Огляделся. Трупов много. У этих тварей было чем поде-литься, но это потом. Пулемет. Дураки, зачем им пулемет. В кого можно из пулемета стрелять? В нашем мире оружие совершенно бесполезное. Впрочем, мне не хотелось думать, зачем да почему, стоило подумать о другом.
Я взял пулемет, пристроил его поудобнее. Стена. Мне совсем не нравилась эта живопись. Она мне активно не нравилась.
Дрянной пулемет, старый, впрочем, хватило.
Стрелял долго, пока лента не кончилась. По стене, стараясь стереть с нее все, всю эту помойку. Пули отковыривали кирпичи, вырубали штукатурку, откалывали целые пласты, две минуты, и не осталось ничего.
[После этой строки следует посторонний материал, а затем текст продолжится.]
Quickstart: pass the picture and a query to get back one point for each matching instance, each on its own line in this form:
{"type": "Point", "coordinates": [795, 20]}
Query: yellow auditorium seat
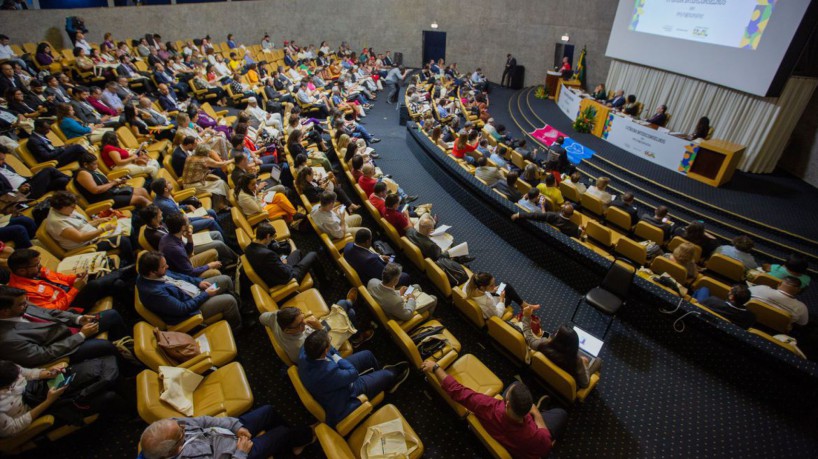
{"type": "Point", "coordinates": [225, 392]}
{"type": "Point", "coordinates": [335, 447]}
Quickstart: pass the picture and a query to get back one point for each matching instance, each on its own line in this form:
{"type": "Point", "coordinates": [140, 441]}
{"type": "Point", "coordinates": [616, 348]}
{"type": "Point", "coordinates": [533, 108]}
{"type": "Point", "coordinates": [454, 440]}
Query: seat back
{"type": "Point", "coordinates": [468, 307]}
{"type": "Point", "coordinates": [413, 253]}
{"type": "Point", "coordinates": [509, 338]}
{"type": "Point", "coordinates": [725, 266]}
{"type": "Point", "coordinates": [649, 232]}
{"type": "Point", "coordinates": [405, 343]}
{"type": "Point", "coordinates": [661, 265]}
{"type": "Point", "coordinates": [592, 204]}
{"type": "Point", "coordinates": [770, 316]}
{"type": "Point", "coordinates": [557, 378]}
{"type": "Point", "coordinates": [307, 399]}
{"type": "Point", "coordinates": [632, 250]}
{"type": "Point", "coordinates": [618, 279]}
{"type": "Point", "coordinates": [599, 234]}
{"type": "Point", "coordinates": [619, 218]}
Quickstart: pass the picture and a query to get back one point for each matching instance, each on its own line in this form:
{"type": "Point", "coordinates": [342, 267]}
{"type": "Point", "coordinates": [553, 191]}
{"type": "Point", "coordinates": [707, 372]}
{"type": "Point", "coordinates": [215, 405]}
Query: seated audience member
{"type": "Point", "coordinates": [175, 297]}
{"type": "Point", "coordinates": [223, 437]}
{"type": "Point", "coordinates": [733, 308]}
{"type": "Point", "coordinates": [515, 422]}
{"type": "Point", "coordinates": [397, 303]}
{"type": "Point", "coordinates": [627, 203]}
{"type": "Point", "coordinates": [660, 117]}
{"type": "Point", "coordinates": [177, 248]}
{"type": "Point", "coordinates": [684, 254]}
{"type": "Point", "coordinates": [334, 221]}
{"type": "Point", "coordinates": [31, 336]}
{"type": "Point", "coordinates": [378, 197]}
{"type": "Point", "coordinates": [508, 187]}
{"type": "Point", "coordinates": [659, 219]}
{"type": "Point", "coordinates": [784, 297]}
{"type": "Point", "coordinates": [695, 233]}
{"type": "Point", "coordinates": [562, 348]}
{"type": "Point", "coordinates": [489, 174]}
{"type": "Point", "coordinates": [20, 389]}
{"type": "Point", "coordinates": [273, 267]}
{"type": "Point", "coordinates": [72, 230]}
{"type": "Point", "coordinates": [561, 220]}
{"type": "Point", "coordinates": [336, 383]}
{"type": "Point", "coordinates": [549, 189]}
{"type": "Point", "coordinates": [632, 107]}
{"type": "Point", "coordinates": [95, 187]}
{"type": "Point", "coordinates": [740, 250]}
{"type": "Point", "coordinates": [51, 290]}
{"type": "Point", "coordinates": [599, 190]}
{"type": "Point", "coordinates": [43, 150]}
{"type": "Point", "coordinates": [795, 266]}
{"type": "Point", "coordinates": [482, 288]}
{"type": "Point", "coordinates": [365, 261]}
{"type": "Point", "coordinates": [34, 187]}
{"type": "Point", "coordinates": [397, 218]}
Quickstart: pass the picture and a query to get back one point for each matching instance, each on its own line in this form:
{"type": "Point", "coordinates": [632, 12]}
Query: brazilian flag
{"type": "Point", "coordinates": [581, 70]}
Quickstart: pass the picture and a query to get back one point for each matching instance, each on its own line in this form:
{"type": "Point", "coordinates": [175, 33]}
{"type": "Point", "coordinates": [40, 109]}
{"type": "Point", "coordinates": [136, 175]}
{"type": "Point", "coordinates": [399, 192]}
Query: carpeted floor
{"type": "Point", "coordinates": [662, 394]}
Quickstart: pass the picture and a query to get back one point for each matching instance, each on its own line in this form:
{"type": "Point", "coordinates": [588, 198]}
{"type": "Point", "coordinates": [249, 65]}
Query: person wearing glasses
{"type": "Point", "coordinates": [223, 437]}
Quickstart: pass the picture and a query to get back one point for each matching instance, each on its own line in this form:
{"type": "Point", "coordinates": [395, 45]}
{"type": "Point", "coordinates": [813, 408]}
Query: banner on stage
{"type": "Point", "coordinates": [569, 102]}
{"type": "Point", "coordinates": [657, 147]}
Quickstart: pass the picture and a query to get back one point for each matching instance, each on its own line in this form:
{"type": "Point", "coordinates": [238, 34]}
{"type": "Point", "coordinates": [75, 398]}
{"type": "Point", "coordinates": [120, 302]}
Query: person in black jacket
{"type": "Point", "coordinates": [43, 150]}
{"type": "Point", "coordinates": [273, 268]}
{"type": "Point", "coordinates": [561, 220]}
{"type": "Point", "coordinates": [47, 179]}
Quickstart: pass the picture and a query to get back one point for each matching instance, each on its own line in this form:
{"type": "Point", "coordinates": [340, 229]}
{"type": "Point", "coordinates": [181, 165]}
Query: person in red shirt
{"type": "Point", "coordinates": [515, 422]}
{"type": "Point", "coordinates": [398, 219]}
{"type": "Point", "coordinates": [378, 198]}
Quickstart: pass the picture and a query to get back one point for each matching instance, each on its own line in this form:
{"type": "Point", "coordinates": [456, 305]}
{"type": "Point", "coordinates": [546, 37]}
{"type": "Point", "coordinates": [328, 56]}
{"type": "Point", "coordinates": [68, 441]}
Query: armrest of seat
{"type": "Point", "coordinates": [181, 195]}
{"type": "Point", "coordinates": [188, 324]}
{"type": "Point", "coordinates": [98, 207]}
{"type": "Point", "coordinates": [353, 419]}
{"type": "Point", "coordinates": [199, 364]}
{"type": "Point", "coordinates": [255, 219]}
{"type": "Point", "coordinates": [113, 175]}
{"type": "Point", "coordinates": [40, 166]}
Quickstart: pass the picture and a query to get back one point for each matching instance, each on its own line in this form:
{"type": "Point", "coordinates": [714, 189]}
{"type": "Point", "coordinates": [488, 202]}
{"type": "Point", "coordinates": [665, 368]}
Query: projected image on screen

Стена.
Раньше тоже любили живописью украшать стены, возможно даже заборы. Только это правильная живопись была, полезная. Например, как грибы отличать, ядовитые от неядовитых. Или как правильно рыбу жарить. Или просто, красивые виды природы, река, а по ней корабли плывут. Или чтоб самолетами летать, раньше люди очень любили самолетами летать…
Ладно, на этой стене мы нарисуем фрукты. Ананасы, бананы, кокосовые орехи, чтобы смотрели люди и радовались. Нет, мы ничего рисовать вообще не станем, эта стена для меня уже совсем опоганена. Взорвем ее, вместе с этим вокзалом, и заново построим. И фрукты чтобы везде нарисованы.